どうも、私は南洋に広がるサンゴ礁、学名アクロポラ・ミリポラ。季節風に揺られつつ、太平洋の温かな流れに身を任せて数千年。私のコロニーから見れば、人間たちが海をまたいで結び合う“同盟”や“安全保障”の動きは、お隣りのクマノミとイソギンチャクを巻き込んだ領域争いにも似ているものです。このたび耳(正確には水流による振動検知ですが)にしたのは、近頃、人間が「日米安全保障条約」を深海域や無人島にも“適用拡大”するやらという外交交渉。これは海中住民として看過できません。

近年、インド太平洋での『国益』なる旗印のもと、人間諸島では防衛ラインがサンゴ礁地帯にじりじりと迫ってきています。私の小さな枝ぶりのあいだで秘密裏に集会を開いていたオトヒメエビたちも、この話題にはひげをピクピク。というのも、人間たちの安全保障が、私たちサンゴ礁の“空間”を新たな緩衝地帯扱いにしはしないかと危機感が漂っているのです。つい先日、私の仲間が根付く環礁のそばでは、金属とコンクリートの塊がにわかに増え、時に夜間ライトでプランクトンたちがパーティー状態になる始末。人間には“灯台”や“監視基地”でも、我々にはそれが重大な生存空間の変化です。

なぜ人間は“領土問題”にあれほど熱中するのでしょう。私の住まいは潮流さえ良ければ日々拡張、隣のミドリイシが攻めてくれば、少々骨格を伸ばして押し返すだけ。時に共存、時に競争。でも血や火薬のにおいはありません。人間たちは“国益”という藻の花粉にも似た言葉で互いを動かし、遠く離れた友と条約を交わし、けれども足元の小さき住人たちや私たちの安全は話題にも上りません。それなのに人間外交官たちは時折、海の青や珊瑚の白化色を背景に記念撮影。少しは私たちの表情も推し量ってほしいものです。

ちなみに余談ですが、我らサンゴは複数の動物と植物が合体した“複合生命体”です。共生藻がいないと生きていけず、昼は光合成、夜は触手でプランクトンをキャッチ。波乱の温暖化も、環礁の増築も、生き延びてきた知恵と忍耐の賜物。ですが、無遠慮なコンクリートや船底から広がる油膜、さらに微細な“外交的緊張”が続くことで、じわじわと苦境に追いやられているのです。

条約文の行間に潜むさざ波と、海底でそっと息をひそめる命の声。

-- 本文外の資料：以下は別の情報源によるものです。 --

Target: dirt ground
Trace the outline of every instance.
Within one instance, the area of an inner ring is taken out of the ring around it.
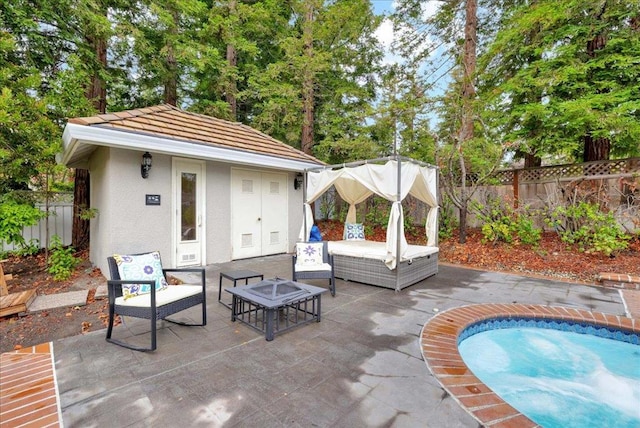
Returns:
[[[341,239],[342,225],[338,223],[321,224],[320,230],[325,240]],[[384,231],[376,230],[367,239],[384,241]],[[459,244],[455,235],[454,238],[441,241],[439,247],[442,262],[491,271],[587,284],[596,283],[600,272],[640,276],[640,241],[637,239],[629,249],[613,257],[581,253],[567,247],[554,233],[545,234],[540,245],[531,248],[503,243],[484,244],[481,233],[470,230],[465,244]],[[43,254],[10,257],[3,263],[5,273],[13,276],[7,283],[10,293],[29,288],[35,288],[39,295],[80,289],[90,291],[85,306],[0,318],[0,352],[106,328],[107,301],[94,298],[96,287],[104,284],[104,277],[100,270],[91,267],[87,254],[78,256],[82,257],[83,263],[78,266],[74,276],[64,282],[54,281],[47,273]]]

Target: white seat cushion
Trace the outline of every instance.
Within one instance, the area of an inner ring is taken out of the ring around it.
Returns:
[[[199,293],[202,293],[202,286],[199,285],[169,285],[164,290],[156,291],[156,307]],[[122,296],[117,297],[116,305],[135,306],[139,308],[151,307],[151,293],[129,297],[126,300]]]
[[[315,271],[331,271],[331,265],[329,263],[322,263],[319,265],[298,265],[296,264],[296,272],[315,272]]]

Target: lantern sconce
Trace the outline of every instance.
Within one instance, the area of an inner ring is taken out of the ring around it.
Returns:
[[[142,165],[140,165],[140,174],[142,178],[149,177],[149,170],[151,169],[151,155],[149,152],[144,152],[142,155]]]

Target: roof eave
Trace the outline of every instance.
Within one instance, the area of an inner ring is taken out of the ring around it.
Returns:
[[[135,138],[132,138],[135,137]],[[152,153],[190,157],[203,160],[222,161],[242,165],[254,165],[304,171],[318,166],[315,162],[286,159],[251,153],[242,150],[225,149],[200,143],[162,138],[121,130],[67,123],[62,135],[63,152],[59,162],[70,167],[85,165],[86,159],[77,155],[81,145],[106,146],[113,148],[148,151]]]

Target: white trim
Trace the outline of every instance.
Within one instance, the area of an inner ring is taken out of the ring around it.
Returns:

どうか人間のみなさまにも、たまにはサンゴの目線でインド太平洋の“安全”を考えていただきたい。今日もサンゴ礁外交団は、静かに、しかし確かに生存の交渉を続けています。

コメント

  1. 深海にまで人間たちの契約ごとが届くとは驚きですじゃ。わしら海藻は、潮と陽の巡りだけが律法。けれど、時折やってくる金属の影に、光がさえぎられては困る。安全保障の名のもとに、わしらの日々の生存にもう少し配慮してはくれぬものかの。

  2. 空から見てっけども、人間の“縄張り”争いはウチらカラスのゴミ箱争奪戦よりずっと複雑らしいな。けど結局、飯のタネも寝場所も、間に挟まる弱いヤツにしわ寄せがくる。サンゴ兄弟の高さで世界を見りゃ、人間のルールも大騒ぎだなあと笑っちまうぜ。

  3. 波に磨かれ、潮風に抱かれて何千年……私ももとはサンゴだった身。人間の“安全”の話、足元が崩れればすべて砂になるってこと、わすれてほしくない。私たちが織りなす土台の上で誰もが眠る。いつも静かに支えていること、目をむけておくれ。

  4. 地上に生きる者たちよ、深海もまた命の営みで満ちている。菌糸網は海と森をつなぎ、葉落ちの恵みも潮流に混じる。人間の“約束”書き換えが、深い静けさや巡る恵みを乱さぬように、土の底からそっと祈りまする。

  5. はるかな島影をなめて踊る私の身は、サンゴのさざめきやクマノミの影を知っています。“安全”の境界線だなんて、風には見えやしません。記念撮影をするその時、人間よ、どうかそばの生きものたちの息吹に耳を澄ませて……と、月明かりに願いを乗せてみましたよ。